If you’ve been reading our previous posts, you already know that we are using Redisas a messaging framework. In this post I’ll show you how we use Redis for a different solution.

The problem

As you might know, we are dealing with images. The number of images varies from product to product, but usually we are dealing with millions to hundreds of millions of images. One of the common questions that keep rising is how we can store and efficiently access such a big amount of data.
There are different solutions to that problem and we use different techniques, from our own distributed and proprietary data structure to… Redis. Redis can provide a very simple on spot updates as well as very efficient queries when dealing with complex data structures as values, such as: lists and sets.

Redis

Redis caught our eyes as a super-fast NoSQL DB.
Though it was promising at the beginning, when we’ve used Redis lists to push our data and then to query (read) the data in range it was quite disappointing.
Comparing to our own proprietary distributed data structure, Redis lists consumed twice more memory (even after we’ve ensured we are avoiding fragmentation).
The read results were very poor as well – ten times slower than our implementation (data structure).

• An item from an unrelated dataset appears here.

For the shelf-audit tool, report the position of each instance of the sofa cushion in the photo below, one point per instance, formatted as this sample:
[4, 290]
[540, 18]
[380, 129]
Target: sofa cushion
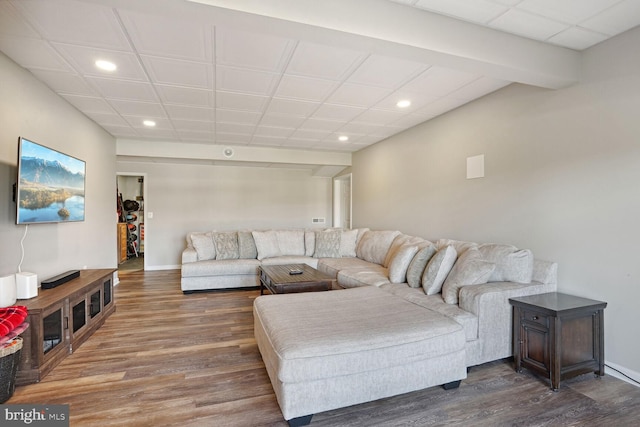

We were expecting some overheads, but not like that.

Memory Optimizations

After some digging, we succeeded to apply some memory optimizations, with two thumb rules:
-          Use hashes when possible – Redis hashes are much more memory optimized than lists, sets or other Redis supported structures.
-          Reduce amount of keys & don’t exceed the hash-max-zipmap-entries (and thanks to the guys at instagram).
We also applied compressing techniques on some of our data before storing it in Redis (we obviously “pay” by decompressing after the read).
Those optimizations yielded great results, very similar to our proprietary data structure.

Query Optimizations

The memory optimizations we’ve made also resulted in a significant query performance.
Instead of using LRange, a Multi bulk reply with O(S+N) time complexity, we are using HGet to read a hash bucket with O(1) time complexity.
On top of that, one of the coolest optimization we can take is to use Redis’s UNIX Domain Sockets instead of TCP/IP, to reduce network bandwidth.
Oh, and of course, we are using Redis pipelines whenever it’s possible.

Results

After applying the optimizations we got a very efficient NoSQL store:
Time wised: 1.1 times of latency compared to our own implementation
Memory wised: 0.9 5 times of memory consumption compared to our own implementation.

Side Effect Bonus

Using Redis, we can now separate between our algorithms and data representations.
The data itself can grow faster and support various operations provided by the NoSQL store.
And, it is much easier to write & execute sets of automated integration tests, YEH!!!